Laos (officially the Lao People’s Democratic Republic)
Population: appr. 6,500,000
Biggest City: Vientiane (appr. 754,000)
Ever since Jessica’s last Traveling on Tuesday post, I’ve been thinking about doing my own ToT and have been trying to decide which country to choose. Well, as it so happens, Jessica and I have a good friend who recently was awarded a fellowship grant to go do research in Laos over the summer, and I thought I would use her hard work as inspiration! I previously had very little knowledge of Lao literature or even non-Lao literature pertaining to Laos*, so this was a good experience for me as well, even if the results are somewhat bare-bones.
Outhine Bounyavong (1942-2000, name sometimes romanized as ‘Uthin Bunny¯avong) continues to be one of the most well-known authors of Lao contemporary fiction; a collection of his stories about life in Laos has been translated into English as Mother’s Beloved. You can read some of his short stories here for free, thanks to the Center for Southeast Asian Studies at Northern Illinois University.
Douangdeuane Viravongs (b. 1947, name sometimes romanized as Duangdeuan Viravong), alias Dok Ket (sometimes romanized as Dok Ked), is a prominent female author of Lao contemporary fiction, and is Outhine Bounyavong’s widow. Unfortunately, none of her work appears to be available in English.
Further-unfortunately, while the literary scene in Laos appears to be thriving, especially as a political vehicle, very little native work has been translated into English. There are a small number of Laotian-American and Hmong-American writers such as Bryan Thao Worra and Kao Kalia Yang whose works are gaining recognition, and while their memoirs, poetry, and other published pieces are not quite what I’m looking for here, I’m hopeful that increased exposure of American-published works relating to Laos and other Southeast Asian countries will lead to greater translation and distribution of native literature from those countries. Perhaps in the future–hopefully sooner rather than later–we will be able to read novels by Theap Vongpakay, Chanthy Deuansavanh, or Khamlieng Phonsena in English.
Currently, the lion’s share of writing on and relating to Laos continues to be nonfiction works written by non-native authors, folk tale collections translated and edited by non-native authors (sometimes with the help of Laotian or Laotian-American writers and translators), and the occasional cookbook.
For more information, please see this helpful Introduction to Lao Literature, or this overview of Lao Literature since 1975. Any errors present in the small amount of information here are my own doing.
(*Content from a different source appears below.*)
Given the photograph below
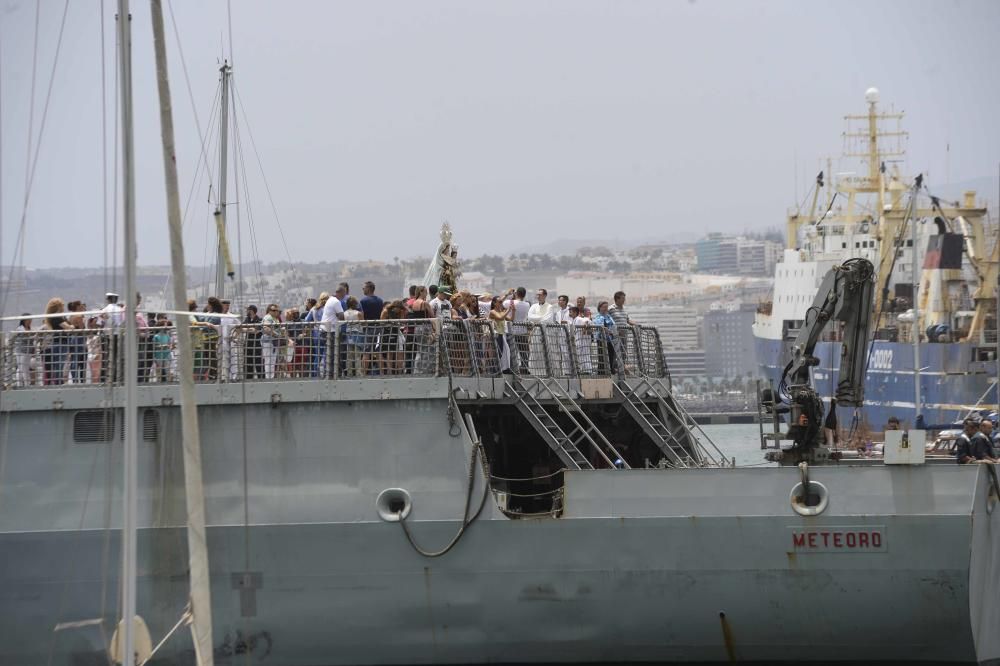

If you have any suggestions or requests for future entries in Traveling on Tuesday, please speak up in the comments!
*Other than the excellent book The Spirit Catches You and You Fall Down, which details the experiences of a Hmong family living in America with an epileptic child, and which includes a partial history of the Hmong people in Laos and American clandestine involvement in the Laotian Civil War. It departs from the intended area here, as it was written by a white American author and is nonfiction, but it is, I think, a very well-written work that looks at Hmong cultural and spiritual practices from a balanced point of view and which neither patronizes nor romanticizes the non-American side of the story.